Litigation and Claims
 
In the normal course of business, we are subject to legal actions and other claims.  We record losses for specific legal proceedings and claims when we determine that a loss is probable and the amount of loss can be reasonably estimated.  Management believes that it is reasonably possible that we could incur losses pursuant to such claims but do not believe such losses would materially affect our financial position, liquidity or results of operations. Our assessment of the potential outcomes of these matters involves significant judgment and is subject to change based on future developments.
 
Environmental
 
We are subject to various Federal, state and local environmental regulations related to our property ownership and operation.  We have performed environmental assessments of our properties, the results of which have not revealed any environmental liability that we believe would have a materially adverse effect on our financial position, operations or liquidity.

In connection with a lease and subsequent sale in 2008 and 2010 of three properties in Dayton, New Jersey, we agreed to provide certain environmental indemnifications limited to $19 million in the aggregate. We have insurance coverage in place to mitigate much of any potential future losses that may result from these indemnification agreements.
 
Tax Incremental Financing Obligation
 
In August 2010, Anne Arundel County, Maryland issued $30 million in tax incremental financing bonds to third-party investors in order to finance public improvements needed in connection with our project known as National Business Park North.  The real estate taxes on increases in assessed value of a development district encompassing National Business Park North are to be transferred to a special fund pledged to the repayment of the bonds.

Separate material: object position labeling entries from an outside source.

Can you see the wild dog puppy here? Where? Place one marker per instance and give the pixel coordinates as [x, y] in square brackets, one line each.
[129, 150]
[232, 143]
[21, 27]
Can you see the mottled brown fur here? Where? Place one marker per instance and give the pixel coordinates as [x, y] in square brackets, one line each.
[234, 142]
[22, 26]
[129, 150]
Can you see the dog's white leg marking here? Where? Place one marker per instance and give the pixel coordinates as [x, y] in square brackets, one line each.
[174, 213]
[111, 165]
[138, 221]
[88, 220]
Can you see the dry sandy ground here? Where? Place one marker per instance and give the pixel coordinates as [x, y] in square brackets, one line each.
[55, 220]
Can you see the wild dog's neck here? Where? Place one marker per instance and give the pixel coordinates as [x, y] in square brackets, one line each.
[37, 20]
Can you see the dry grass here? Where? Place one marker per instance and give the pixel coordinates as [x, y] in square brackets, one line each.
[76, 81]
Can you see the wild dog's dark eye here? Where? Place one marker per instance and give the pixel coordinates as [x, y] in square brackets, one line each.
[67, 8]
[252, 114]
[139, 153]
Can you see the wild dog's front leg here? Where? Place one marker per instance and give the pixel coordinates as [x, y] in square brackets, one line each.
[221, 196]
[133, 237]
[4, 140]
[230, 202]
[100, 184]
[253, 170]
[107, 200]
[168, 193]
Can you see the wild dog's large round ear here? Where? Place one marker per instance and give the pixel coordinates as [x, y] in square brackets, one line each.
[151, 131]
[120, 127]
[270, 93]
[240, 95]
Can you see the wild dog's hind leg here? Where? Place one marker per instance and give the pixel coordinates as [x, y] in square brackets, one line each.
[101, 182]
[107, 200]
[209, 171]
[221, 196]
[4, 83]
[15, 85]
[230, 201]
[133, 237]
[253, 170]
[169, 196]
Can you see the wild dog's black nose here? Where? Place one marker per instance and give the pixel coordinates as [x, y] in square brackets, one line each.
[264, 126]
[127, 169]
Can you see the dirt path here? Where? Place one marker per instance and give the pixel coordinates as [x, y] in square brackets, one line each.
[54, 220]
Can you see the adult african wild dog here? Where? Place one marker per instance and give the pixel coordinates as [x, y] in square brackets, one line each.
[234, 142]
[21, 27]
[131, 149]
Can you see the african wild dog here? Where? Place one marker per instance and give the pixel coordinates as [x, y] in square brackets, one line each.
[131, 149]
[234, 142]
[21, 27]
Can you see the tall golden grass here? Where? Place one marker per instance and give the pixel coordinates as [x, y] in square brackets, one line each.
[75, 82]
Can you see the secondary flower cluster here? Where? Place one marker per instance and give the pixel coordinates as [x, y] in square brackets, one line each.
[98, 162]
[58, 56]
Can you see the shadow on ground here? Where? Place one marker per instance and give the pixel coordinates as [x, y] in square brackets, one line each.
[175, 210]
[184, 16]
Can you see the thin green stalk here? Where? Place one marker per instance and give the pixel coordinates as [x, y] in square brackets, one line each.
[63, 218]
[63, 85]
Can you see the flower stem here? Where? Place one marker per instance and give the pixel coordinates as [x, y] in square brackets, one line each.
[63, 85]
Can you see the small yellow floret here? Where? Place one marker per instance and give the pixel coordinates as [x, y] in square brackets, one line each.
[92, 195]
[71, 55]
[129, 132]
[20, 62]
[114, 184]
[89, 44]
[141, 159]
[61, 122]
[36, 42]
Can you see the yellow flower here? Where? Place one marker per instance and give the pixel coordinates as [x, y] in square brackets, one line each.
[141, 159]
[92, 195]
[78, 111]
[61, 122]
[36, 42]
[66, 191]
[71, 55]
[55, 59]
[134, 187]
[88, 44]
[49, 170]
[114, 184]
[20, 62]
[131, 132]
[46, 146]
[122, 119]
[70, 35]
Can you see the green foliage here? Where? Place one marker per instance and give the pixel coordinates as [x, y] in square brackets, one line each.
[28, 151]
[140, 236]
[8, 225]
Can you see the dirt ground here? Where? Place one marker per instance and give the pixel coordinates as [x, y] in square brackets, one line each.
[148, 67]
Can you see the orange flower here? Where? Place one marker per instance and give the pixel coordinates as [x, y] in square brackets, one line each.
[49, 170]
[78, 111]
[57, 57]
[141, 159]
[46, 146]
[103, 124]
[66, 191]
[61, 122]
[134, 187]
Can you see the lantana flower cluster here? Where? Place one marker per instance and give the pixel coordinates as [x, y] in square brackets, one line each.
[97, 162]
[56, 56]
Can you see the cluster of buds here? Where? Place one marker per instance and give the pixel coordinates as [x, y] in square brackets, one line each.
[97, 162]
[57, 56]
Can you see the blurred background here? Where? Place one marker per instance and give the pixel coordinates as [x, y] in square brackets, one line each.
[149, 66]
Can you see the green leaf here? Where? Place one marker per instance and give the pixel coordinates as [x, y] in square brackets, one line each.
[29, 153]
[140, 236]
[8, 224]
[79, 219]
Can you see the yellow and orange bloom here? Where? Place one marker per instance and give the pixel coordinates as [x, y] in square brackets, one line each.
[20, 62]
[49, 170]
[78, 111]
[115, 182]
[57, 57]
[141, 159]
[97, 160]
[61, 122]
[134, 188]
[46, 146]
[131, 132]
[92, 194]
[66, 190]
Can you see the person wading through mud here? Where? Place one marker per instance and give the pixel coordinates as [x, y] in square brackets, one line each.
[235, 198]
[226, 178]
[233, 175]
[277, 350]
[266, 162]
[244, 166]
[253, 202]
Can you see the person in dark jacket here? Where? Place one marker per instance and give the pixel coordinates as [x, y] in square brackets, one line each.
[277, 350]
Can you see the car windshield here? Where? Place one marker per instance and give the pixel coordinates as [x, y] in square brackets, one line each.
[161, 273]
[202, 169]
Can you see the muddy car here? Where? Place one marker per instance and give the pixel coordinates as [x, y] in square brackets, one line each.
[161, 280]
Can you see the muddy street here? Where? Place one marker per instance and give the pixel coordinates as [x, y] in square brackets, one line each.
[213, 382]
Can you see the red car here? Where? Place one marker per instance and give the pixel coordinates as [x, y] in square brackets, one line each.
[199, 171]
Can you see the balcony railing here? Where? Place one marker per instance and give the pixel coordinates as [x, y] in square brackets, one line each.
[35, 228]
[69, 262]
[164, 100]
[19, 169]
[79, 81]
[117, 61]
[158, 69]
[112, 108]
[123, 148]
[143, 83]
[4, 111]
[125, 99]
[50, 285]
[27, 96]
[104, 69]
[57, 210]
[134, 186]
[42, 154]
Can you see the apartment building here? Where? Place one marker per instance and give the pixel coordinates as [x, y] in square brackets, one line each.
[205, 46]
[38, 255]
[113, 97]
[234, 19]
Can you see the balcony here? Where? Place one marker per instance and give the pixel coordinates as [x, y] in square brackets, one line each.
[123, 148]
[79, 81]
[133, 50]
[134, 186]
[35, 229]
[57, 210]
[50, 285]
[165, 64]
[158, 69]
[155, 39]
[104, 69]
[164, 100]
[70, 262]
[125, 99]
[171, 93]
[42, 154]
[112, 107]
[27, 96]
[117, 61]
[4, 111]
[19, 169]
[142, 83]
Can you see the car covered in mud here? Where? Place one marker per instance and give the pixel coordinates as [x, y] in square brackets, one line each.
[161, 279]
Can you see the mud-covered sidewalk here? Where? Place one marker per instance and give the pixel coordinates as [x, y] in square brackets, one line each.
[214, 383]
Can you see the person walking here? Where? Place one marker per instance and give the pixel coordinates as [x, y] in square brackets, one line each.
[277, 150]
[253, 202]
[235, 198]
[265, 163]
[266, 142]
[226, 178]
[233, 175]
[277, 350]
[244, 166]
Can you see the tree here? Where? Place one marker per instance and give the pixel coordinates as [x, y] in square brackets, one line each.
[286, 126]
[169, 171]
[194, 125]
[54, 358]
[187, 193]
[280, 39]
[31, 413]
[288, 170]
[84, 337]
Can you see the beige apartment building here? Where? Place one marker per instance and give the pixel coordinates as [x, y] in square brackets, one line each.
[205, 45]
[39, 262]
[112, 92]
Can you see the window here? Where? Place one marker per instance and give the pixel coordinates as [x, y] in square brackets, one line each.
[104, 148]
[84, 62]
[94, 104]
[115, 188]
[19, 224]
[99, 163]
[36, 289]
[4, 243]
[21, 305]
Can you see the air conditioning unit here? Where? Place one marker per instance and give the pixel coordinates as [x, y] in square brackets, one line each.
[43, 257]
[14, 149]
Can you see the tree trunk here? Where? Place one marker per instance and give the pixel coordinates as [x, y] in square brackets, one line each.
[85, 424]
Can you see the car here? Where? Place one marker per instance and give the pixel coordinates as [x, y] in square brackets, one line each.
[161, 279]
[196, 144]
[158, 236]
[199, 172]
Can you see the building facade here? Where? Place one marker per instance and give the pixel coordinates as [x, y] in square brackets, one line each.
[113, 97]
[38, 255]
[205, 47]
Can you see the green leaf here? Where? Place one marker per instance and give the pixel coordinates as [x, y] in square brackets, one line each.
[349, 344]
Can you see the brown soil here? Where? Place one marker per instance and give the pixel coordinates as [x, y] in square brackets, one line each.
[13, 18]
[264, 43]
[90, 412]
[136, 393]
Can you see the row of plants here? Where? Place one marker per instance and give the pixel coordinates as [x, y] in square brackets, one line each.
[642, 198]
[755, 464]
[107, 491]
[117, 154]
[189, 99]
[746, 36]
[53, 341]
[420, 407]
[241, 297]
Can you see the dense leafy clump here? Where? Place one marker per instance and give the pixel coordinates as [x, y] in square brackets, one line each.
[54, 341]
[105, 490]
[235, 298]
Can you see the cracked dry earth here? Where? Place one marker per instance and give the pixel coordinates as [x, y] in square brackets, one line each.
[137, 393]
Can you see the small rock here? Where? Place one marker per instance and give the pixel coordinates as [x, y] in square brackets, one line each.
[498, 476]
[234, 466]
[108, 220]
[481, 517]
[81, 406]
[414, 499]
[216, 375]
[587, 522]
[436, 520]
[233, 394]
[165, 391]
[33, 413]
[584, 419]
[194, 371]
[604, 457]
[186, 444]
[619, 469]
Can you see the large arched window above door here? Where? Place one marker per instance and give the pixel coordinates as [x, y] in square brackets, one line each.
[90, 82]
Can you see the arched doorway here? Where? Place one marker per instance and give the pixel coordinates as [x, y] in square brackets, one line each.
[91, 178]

While we are obligated to fund, through a special tax, any future shortfalls between debt service of the bonds and real estate taxes available to repay the bonds, as of June 30, 2018, we do not expect any such future fundings will be required.

Operating Leases

We are obligated as lessee under operating leases (mostly ground leases) with various expiration dates extending to the year 2100. Future minimum rental payments due under the terms of these operating leases as of June 30, 2018 follow (in thousands):
Year Ending December 31,
 
 
2018 (1)
 
$
644

2019
 
1,277

2020
 
1,270

2021
 
1,274

2022
 
1,158

Thereafter
 
84,611

 
 
$
90,234

 
(1) Represents the six months ending December 31, 2018.

Capital Lease

On May 25, 2017, we entered into a ground lease on land under development in Washington, DC through our Stevens Investors, LLC joint venture. The lease has a 99-year term, and we possess an option to purchase the property for one dollar (estimated to occur in 2020). Upon inception of the lease, we recorded a $16.1 million capital lease liability on our consolidated balance sheets based on the present value of the future minimum rental payments and have since paid down most of this liability. The remaining capital lease obligation as of June 30, 2018 was comprised of the following (in thousands):
Minimum rental payments due in 2020
 
$
660

Less: Amount representing interest
 
(20
)
Capital lease obligation
 
$
640



Contractual Obligations

We had amounts remaining to be incurred under various contractual obligations as of June 30, 2018 that included the following (excluding amounts incurred and therefore reflected as liabilities reported on our consolidated balance sheets):

new development and redevelopment obligations of $89.4 million;
capital expenditures for operating properties of $41.5 million;
third party construction of $4.5 million; and
other obligations of $2.4 million.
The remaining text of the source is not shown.